Content-Disposition: inline
In-Reply-To: <6342D66E-6525-49D4-9DD9-3713230F2303@cl.cam.ac.uk>
User-Agent: Mutt/1.4.1i
Cc: ConEx IETF list <conex@ietf.org>
Subject: [conex] Catching "Cheaters"
X-BeenThere: conex@ietf.org
X-Mailman-Version: 2.1.12
Precedence: list
List-Id: Congestion Exposure working group discussion list <conex.ietf.org>
List-Unsubscribe: <https://www.ietf.org/mailman/options/conex>, <mailto:conex-request@ietf.org?subject=unsubscribe>
List-Archive: <http://www.ietf.org/mail-archive/web/conex>
List-Post: <mailto:conex@ietf.org>
List-Help: <mailto:conex-request@ietf.org?subject=help>
List-Subscribe: <https://www.ietf.org/mailman/listinfo/conex>, <mailto:conex-request@ietf.org?subject=subscribe>
X-List-Received-Date: Thu, 15 Dec 2011 21:18:03 -0000

This is still rather longish, but I think it holds together enough...

Toby Moncaster <toby.moncaster@cl.cam.ac.uk> wrote:
> On 13 Dec 2011, at 20:12, Bob Briscoe wrote:
>>
>> Imagine a sender is trying to cheat. This can even be a really
>> knowledgeable sender - a disgruntled ex-employee of the network
>> operator who knows that the audit function is badly placed - not
>> near the receiver, but near the sender.
>>
>> Even if there might sometimes be another bottleneck nearer the
>> receiver on the path, when this dishonest sender sees congestion
>> feedback (from loss or ECN), it cannot know which bottleneck each
>> congestion signal was from.

   The most likely bottleneck near the sender is the uplink from the
customer of the ADSL or Cable modem.

>> So if this sender is trying to cheat, it will sometimes understate
>> ConEx markings with respect to the first bottleneck alone.

   Assuming Bob means the cheater _is_ the sender, it can still have
a pretty good picture of the congestion rate in its upstream link.

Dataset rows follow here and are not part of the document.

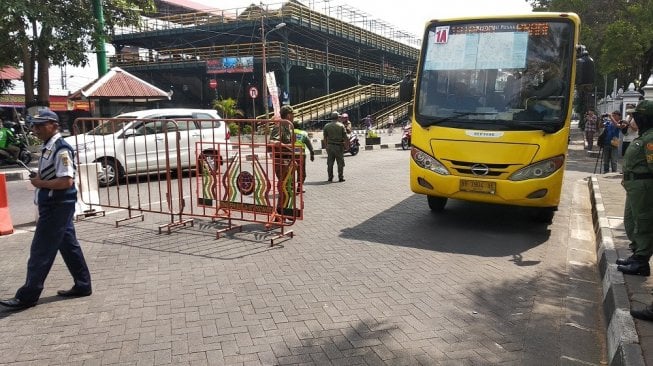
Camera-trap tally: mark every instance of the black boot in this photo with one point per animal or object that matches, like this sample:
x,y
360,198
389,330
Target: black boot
x,y
638,266
644,314
624,261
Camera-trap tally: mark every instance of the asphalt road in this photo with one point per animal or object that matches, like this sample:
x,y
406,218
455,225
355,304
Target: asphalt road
x,y
370,277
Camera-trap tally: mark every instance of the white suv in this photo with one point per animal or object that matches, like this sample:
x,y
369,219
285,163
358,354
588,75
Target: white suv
x,y
135,142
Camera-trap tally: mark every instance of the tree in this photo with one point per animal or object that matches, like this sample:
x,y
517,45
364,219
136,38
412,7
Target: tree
x,y
616,32
44,33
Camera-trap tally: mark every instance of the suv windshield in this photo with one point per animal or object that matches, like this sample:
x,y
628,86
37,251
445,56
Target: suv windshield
x,y
496,75
108,127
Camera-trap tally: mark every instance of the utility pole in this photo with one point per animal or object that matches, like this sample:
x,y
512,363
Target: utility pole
x,y
99,38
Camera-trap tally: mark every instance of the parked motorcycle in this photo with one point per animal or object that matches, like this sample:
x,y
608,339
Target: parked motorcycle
x,y
20,141
354,144
405,137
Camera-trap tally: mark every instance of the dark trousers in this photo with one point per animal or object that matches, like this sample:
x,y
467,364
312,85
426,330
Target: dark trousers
x,y
335,153
638,217
54,233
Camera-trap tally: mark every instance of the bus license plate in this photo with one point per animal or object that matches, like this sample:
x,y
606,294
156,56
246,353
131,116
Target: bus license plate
x,y
479,186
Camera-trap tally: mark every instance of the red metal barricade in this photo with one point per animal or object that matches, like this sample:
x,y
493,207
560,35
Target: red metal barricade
x,y
242,177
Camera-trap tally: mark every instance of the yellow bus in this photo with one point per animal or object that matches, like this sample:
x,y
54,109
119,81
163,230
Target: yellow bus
x,y
492,106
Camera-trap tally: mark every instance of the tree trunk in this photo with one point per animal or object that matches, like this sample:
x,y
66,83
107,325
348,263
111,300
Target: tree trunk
x,y
43,59
28,70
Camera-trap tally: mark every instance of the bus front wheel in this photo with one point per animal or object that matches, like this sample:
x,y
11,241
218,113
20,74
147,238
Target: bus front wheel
x,y
436,204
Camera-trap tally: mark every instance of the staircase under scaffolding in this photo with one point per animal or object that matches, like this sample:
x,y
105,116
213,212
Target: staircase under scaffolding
x,y
313,114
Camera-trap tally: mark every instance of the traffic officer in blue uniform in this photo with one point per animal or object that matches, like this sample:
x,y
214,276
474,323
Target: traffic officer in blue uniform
x,y
638,213
55,196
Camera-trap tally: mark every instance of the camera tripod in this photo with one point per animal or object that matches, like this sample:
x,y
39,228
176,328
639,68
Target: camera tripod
x,y
598,158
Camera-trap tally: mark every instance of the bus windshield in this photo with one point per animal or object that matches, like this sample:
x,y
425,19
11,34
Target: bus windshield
x,y
496,75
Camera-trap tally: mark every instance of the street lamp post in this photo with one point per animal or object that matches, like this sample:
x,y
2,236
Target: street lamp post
x,y
264,36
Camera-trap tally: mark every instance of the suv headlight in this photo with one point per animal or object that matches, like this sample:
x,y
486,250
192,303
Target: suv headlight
x,y
540,169
426,161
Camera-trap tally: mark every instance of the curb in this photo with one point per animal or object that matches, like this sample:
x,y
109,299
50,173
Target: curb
x,y
13,175
366,148
621,334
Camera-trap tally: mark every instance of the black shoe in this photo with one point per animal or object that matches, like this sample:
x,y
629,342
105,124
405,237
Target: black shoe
x,y
624,261
17,304
644,314
636,268
75,292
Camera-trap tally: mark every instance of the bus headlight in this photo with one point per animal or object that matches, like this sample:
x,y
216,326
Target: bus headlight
x,y
540,169
426,161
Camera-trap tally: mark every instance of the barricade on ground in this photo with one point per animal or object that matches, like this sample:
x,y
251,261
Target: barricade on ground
x,y
6,225
87,191
192,168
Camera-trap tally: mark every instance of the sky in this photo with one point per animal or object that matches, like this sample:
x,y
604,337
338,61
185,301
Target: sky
x,y
404,15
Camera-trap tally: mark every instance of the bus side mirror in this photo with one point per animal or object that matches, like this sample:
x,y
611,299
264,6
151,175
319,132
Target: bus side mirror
x,y
584,67
406,90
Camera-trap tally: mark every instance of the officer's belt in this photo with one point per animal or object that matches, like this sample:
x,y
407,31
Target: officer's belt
x,y
637,176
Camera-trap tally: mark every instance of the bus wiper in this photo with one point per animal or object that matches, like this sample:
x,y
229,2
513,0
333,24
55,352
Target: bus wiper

>> The audit at that first bottleneck will detect persistent cheating,
>> so it knows the sender is suspect...

   Understand that ConEx credit marks can get lost: the audit function
can't expect to see _every_ ConEx mark.

   Even assuming that the cheating is sufficiently flagrant, I don't
see how we could specify what the audit function must do...

>> [BB]: Just to ensure we make clear which sort of abuse we're talking
>> about at any one time, I detect three different types of abuse being
>> discussed here:
>> a) The sender continuing to send despite expecting that congestion
>>    has not cleared
>> b) The sender understating ConEx markings relative to path congestion
>> c) An ISP clearing the sender's ConEx markings
>>
>> a-type behaviour could describe normal TCP/IP or UDP. It's only abuse
>> if in excess. The idea of ConEx is to give ISPs the info, so ISPs
>> can draw the line between normal and abuse, rather than the IETF
>> making this judgement call.

   I agree the IETF shouldn't make that judgment call.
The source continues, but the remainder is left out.